Vita umana, etica ed educazione

Vita umana, etica ed educazione

 

 

 

 

Autore: Roberto Rezzaghi

 

 

Che cos’è oggi la vita umana?

La risposta non è scontata. Si discute già sulla sua origine, cioè su quando possiamo dire di trovarci di fronte a una persona umana. Oltre a ciò, non solo il concepimento ma anche la gestazione e la nascita sono sempre più sostenute dell’intervento tecnico, fino al punto da far quasi pensare che in fondo la persona sia un prodotto artificiale dell’ingegno umano, più che un dono è un mistero. L’equivoco diventa addirittura imbarazzante di fronte alla veloce invasione della robotica nella vita quotidiana. Non si tratta semplicemente di avere a disposizione strumenti per la pulizia della casa, o soggetti artificiali che svolgono mansioni da colf o maggiordomo. Qualche esperto ha già previsto che in qualche Stato, nel giro di pochi decenni, sarà possibile sposarsi con un partner artificiale, studiato su misura in base alle proprie esigenze. Ciò – a loro dire – potrebbe frenare la crisi del matrimonio: quando il partner non soddisfa le proprie aspettative non è necessario divorziare… basta cambiare il software!

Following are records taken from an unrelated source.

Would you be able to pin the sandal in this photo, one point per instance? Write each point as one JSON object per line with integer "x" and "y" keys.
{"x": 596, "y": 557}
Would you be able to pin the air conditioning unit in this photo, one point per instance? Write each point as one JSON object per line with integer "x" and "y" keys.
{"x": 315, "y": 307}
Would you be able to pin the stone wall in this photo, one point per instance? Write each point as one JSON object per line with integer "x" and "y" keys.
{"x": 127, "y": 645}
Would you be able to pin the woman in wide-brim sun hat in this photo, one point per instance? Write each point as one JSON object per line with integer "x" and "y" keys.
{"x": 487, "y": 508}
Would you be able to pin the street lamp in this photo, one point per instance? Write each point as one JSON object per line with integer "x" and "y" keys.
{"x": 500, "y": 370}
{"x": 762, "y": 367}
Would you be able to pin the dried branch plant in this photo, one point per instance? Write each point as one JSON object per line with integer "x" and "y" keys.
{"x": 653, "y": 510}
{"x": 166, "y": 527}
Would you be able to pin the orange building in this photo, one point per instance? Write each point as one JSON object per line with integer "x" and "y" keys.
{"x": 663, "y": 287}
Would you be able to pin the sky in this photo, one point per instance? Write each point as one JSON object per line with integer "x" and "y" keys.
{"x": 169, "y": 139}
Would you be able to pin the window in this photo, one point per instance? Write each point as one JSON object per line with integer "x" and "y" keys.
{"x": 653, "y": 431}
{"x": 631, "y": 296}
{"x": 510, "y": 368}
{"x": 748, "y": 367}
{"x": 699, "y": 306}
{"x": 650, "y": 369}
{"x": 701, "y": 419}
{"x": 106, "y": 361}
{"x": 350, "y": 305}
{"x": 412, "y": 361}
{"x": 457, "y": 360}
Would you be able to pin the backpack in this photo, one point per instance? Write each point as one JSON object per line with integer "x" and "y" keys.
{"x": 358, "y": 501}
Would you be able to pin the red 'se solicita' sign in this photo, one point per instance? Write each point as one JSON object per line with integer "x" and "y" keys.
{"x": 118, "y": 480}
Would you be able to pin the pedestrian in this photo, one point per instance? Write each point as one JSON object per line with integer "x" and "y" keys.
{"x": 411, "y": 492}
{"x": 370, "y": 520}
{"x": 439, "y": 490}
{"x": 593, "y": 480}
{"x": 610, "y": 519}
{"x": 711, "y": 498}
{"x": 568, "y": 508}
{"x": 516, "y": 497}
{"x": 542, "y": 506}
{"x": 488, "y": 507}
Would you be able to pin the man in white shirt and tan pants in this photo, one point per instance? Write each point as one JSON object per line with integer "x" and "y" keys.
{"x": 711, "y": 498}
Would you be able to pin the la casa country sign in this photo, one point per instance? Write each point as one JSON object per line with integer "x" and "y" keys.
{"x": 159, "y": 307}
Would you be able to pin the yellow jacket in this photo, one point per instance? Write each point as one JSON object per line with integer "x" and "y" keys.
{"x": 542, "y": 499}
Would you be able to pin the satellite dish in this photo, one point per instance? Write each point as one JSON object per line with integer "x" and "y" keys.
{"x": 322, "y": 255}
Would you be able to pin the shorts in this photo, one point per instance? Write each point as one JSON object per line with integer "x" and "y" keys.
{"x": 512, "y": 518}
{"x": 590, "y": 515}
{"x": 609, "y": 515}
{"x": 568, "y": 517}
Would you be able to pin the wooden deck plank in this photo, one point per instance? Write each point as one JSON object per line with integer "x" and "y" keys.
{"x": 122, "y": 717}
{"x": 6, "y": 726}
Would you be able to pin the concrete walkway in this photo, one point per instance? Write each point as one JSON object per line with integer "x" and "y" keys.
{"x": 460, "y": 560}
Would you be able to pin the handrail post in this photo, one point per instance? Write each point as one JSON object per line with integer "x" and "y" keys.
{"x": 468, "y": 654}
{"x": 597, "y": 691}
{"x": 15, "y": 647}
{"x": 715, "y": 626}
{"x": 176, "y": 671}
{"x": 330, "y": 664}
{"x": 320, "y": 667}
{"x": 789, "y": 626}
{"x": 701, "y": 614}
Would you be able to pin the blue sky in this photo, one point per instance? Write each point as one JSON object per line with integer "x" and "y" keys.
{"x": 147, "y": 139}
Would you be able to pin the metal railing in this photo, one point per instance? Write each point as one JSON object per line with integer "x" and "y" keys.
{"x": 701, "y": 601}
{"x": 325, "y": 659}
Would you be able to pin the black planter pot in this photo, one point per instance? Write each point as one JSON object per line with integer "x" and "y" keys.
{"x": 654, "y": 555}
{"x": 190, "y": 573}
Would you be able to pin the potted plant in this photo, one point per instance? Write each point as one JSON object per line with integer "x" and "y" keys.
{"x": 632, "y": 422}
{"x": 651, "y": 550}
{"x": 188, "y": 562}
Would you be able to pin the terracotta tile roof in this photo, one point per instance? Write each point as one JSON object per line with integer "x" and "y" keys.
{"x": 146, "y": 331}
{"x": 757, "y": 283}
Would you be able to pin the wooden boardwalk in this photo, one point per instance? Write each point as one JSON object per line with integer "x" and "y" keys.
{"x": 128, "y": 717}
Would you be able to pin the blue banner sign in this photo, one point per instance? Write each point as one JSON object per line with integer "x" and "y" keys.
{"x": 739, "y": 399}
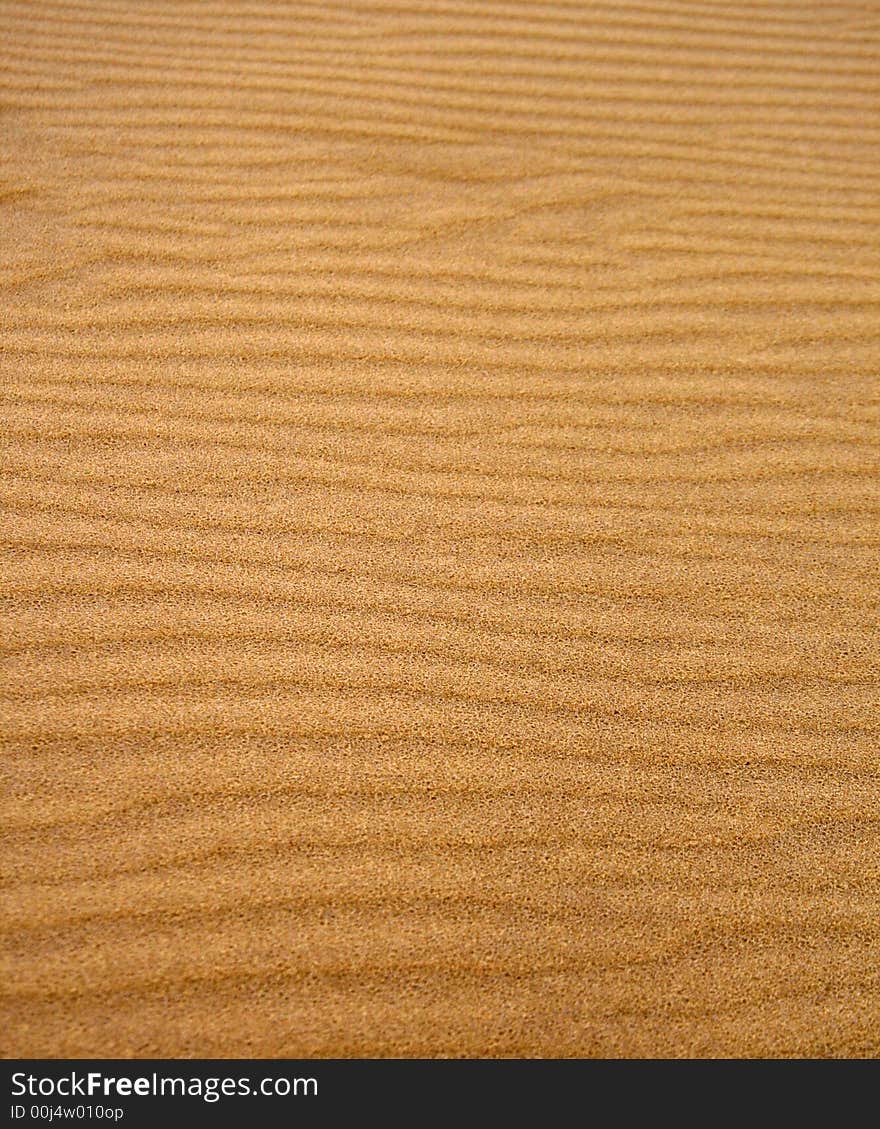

La difficoltà di percepire in modo socialmente sicuro la persona porta con sé, inevitabilmente, la fatica di definire e condividere anche la sua educazione. I vescovi italiani, provocati da Benedetto XVI sulla attuale emergenza educativa, hanno dedicato il decennio in corso al tema della educazione, e hanno scritto un documento dal titolo oltremodo significativo: “La vita buona del vangelo”. Il fatto è che, però, su ciò che rende buona la vita non sono tutti d’accordo, ed è necessario misurarsi con almeno due sfide: il pluralismo multietnico e interculturale, e lo smarrimento della spiritualità.

In un contesto pluralistico e sempre più multietnico, nel quale si mescolano i sistemi di significato laici e le morali religiose, l’educazione diventa complicata. A seguito dei ben noti flussi migratori, il meticciato culturale, ormai, inonda in modo evidente la nostra scuola, a partire dai gradi inferiori. Bambini di famiglie che vengono da parti diverse del mondo portano con sé anche le credenze, i valori e modelli di comportamento diversi da quelli della nostra tradizione, ponendo il problema della convivenza nel reciproco rispetto.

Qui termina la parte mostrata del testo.